Red Hat’s performance-based certification program was already well established as one of the most respected in enterprise Linux by 2013. The Red Hat Certified Engineer credential was consistently cited in salary surveys as one of the higher-paying certifications in the systems administration category. Red Hat’s approach of testing practical skills in live environments rather than relying on multiple-choice questions gave its credentials a reputation for validating genuine competence.
Enterprise Linux skills were in demand in 2013 across a range of sectors including financial services, telecommunications, government, and research computing. Organizations running mission-critical workloads on Red Hat Enterprise Linux needed administrators who could manage those systems confidently, and certified professionals were well positioned to meet that demand. The premium on Red Hat skills reflected both the technical depth required and the critical nature of the systems being managed.
Looking back at the certification landscape of 2013 from a longer perspective, several important patterns become clear. The credentials that commanded the highest compensation were almost universally those that validated skills in areas where demand was growing faster than the supply of qualified professionals.

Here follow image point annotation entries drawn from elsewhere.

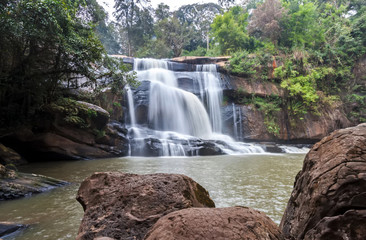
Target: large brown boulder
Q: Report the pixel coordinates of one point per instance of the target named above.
(215, 223)
(124, 206)
(329, 197)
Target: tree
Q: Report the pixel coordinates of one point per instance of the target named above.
(173, 33)
(199, 18)
(301, 26)
(162, 12)
(265, 21)
(134, 15)
(46, 46)
(229, 31)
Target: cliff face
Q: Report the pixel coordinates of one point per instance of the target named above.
(246, 121)
(310, 127)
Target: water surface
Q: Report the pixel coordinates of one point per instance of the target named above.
(263, 182)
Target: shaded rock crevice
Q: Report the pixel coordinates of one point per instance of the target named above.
(330, 186)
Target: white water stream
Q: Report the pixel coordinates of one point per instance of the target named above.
(183, 112)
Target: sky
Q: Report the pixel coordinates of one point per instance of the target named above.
(173, 4)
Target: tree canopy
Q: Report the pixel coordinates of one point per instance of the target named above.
(45, 45)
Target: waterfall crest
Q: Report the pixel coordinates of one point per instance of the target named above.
(181, 112)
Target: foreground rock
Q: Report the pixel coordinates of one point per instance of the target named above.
(220, 223)
(16, 185)
(124, 206)
(329, 196)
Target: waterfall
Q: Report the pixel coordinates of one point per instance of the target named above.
(131, 106)
(181, 112)
(213, 92)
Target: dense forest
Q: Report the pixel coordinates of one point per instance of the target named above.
(313, 47)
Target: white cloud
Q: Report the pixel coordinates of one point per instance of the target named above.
(174, 5)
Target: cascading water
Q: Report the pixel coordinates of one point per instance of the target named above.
(181, 113)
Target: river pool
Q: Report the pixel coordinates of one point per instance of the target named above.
(263, 182)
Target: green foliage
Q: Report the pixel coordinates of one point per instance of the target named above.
(45, 46)
(199, 51)
(243, 64)
(229, 31)
(174, 34)
(155, 48)
(300, 26)
(117, 104)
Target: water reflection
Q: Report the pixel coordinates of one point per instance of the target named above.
(263, 182)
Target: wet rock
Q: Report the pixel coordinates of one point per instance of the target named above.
(219, 223)
(335, 227)
(200, 60)
(330, 191)
(125, 206)
(7, 228)
(98, 116)
(9, 156)
(15, 185)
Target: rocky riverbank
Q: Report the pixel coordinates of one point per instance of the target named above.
(328, 201)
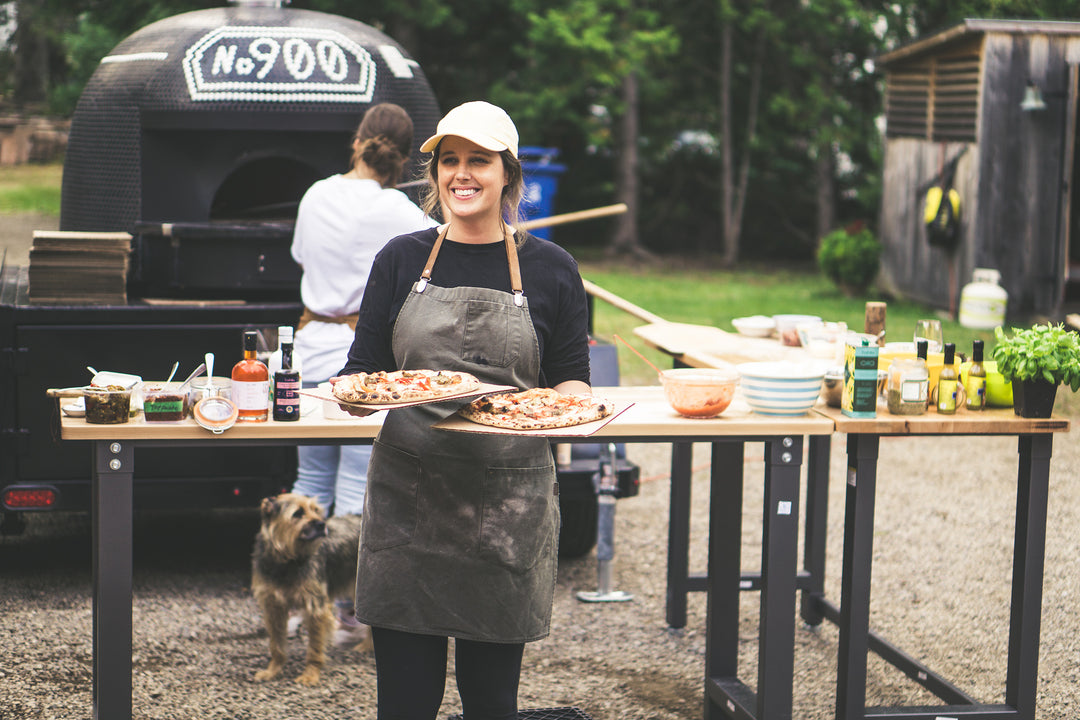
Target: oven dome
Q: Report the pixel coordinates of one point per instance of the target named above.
(196, 103)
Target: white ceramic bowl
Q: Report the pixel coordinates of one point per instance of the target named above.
(787, 327)
(782, 388)
(755, 326)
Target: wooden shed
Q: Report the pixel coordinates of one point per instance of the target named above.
(996, 100)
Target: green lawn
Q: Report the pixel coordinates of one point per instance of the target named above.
(680, 291)
(30, 189)
(683, 290)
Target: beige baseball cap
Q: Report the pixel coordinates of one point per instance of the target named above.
(485, 124)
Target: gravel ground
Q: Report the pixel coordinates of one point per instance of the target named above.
(941, 592)
(943, 552)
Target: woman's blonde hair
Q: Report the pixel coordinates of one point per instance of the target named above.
(510, 201)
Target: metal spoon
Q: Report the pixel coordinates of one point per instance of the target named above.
(194, 374)
(210, 369)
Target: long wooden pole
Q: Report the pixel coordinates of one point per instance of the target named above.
(621, 303)
(575, 217)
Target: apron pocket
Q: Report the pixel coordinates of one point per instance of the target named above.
(487, 338)
(518, 521)
(393, 477)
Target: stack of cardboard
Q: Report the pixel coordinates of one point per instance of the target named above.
(79, 268)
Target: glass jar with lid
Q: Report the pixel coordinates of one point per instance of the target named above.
(907, 388)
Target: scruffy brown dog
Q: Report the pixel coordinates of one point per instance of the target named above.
(302, 560)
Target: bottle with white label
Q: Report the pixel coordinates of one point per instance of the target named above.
(251, 384)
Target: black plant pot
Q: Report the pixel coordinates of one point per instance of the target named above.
(1034, 398)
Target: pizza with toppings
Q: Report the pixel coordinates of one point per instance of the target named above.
(383, 388)
(540, 408)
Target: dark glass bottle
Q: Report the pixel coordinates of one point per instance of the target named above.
(947, 382)
(286, 381)
(975, 385)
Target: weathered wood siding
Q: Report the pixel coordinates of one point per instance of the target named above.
(1012, 182)
(1021, 164)
(910, 267)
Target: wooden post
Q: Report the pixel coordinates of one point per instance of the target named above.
(875, 321)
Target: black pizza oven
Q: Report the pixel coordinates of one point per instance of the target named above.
(200, 133)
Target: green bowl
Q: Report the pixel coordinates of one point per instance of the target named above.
(998, 392)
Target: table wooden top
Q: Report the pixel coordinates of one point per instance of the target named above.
(990, 421)
(649, 417)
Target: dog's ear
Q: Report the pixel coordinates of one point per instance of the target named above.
(270, 507)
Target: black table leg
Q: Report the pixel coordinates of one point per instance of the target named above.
(775, 662)
(817, 527)
(111, 507)
(725, 562)
(678, 534)
(855, 583)
(1028, 557)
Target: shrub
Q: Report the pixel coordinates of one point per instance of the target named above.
(850, 258)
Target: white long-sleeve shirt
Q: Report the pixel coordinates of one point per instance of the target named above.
(340, 226)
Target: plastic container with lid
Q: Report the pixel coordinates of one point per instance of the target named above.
(907, 388)
(983, 300)
(164, 402)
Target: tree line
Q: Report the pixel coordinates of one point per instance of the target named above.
(732, 128)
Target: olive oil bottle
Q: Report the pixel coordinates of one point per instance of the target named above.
(947, 382)
(975, 385)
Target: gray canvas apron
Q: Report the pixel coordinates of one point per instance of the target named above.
(460, 529)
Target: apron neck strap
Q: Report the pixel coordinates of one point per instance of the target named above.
(515, 270)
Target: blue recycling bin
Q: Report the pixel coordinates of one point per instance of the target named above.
(541, 182)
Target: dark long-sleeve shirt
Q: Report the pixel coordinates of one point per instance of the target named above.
(550, 279)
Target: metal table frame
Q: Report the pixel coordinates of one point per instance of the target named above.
(113, 467)
(1035, 442)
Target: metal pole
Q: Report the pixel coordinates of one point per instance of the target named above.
(607, 488)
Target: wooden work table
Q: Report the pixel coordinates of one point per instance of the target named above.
(648, 420)
(1035, 439)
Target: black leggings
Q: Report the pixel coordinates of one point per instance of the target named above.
(410, 674)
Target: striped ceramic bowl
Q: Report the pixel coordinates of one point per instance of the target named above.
(781, 388)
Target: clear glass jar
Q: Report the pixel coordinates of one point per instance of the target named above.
(907, 389)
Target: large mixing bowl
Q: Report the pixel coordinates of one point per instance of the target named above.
(699, 392)
(783, 388)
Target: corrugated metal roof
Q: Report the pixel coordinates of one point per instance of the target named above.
(975, 26)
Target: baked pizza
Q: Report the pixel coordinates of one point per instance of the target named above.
(540, 408)
(383, 388)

Cloud computing, security, virtualization, networking, and data management were all experiencing this dynamic simultaneously, which created an unusually rich environment for professionals who had invested in the right areas.
The year also demonstrated that certification value is rarely about the credential alone. The professionals who saw the greatest financial returns from their certifications in 2013 were those who combined formal credentials with real-world experience and the ability to apply their knowledge in complex, high-stakes environments. Employers were not simply paying for certificates — they were paying for the demonstrated capability that those certificates were meant to represent.
Another pattern that 2013 reinforced was the importance of timing. The professionals who earned AWS certifications in that early period, for example, were entering a market before demand had fully materialized. They were positioned ahead of the curve in a way that created both employment options and compensation leverage that later entrants to the same credential would not enjoy to the same degree. Recognizing where technology adoption is headed and certifying ahead of peak demand has consistently proven to be one of the most effective career strategies in the IT industry.
The certifications reviewed here varied enormously in their technical focus, their difficulty, and their intended audience, but they shared a common characteristic — they were all markers of expertise in areas that organizations genuinely needed help with. That alignment between credential content and market demand is ultimately what makes any certification valuable, and 2013 provided an unusually clear illustration of that principle at work across multiple technology domains simultaneously.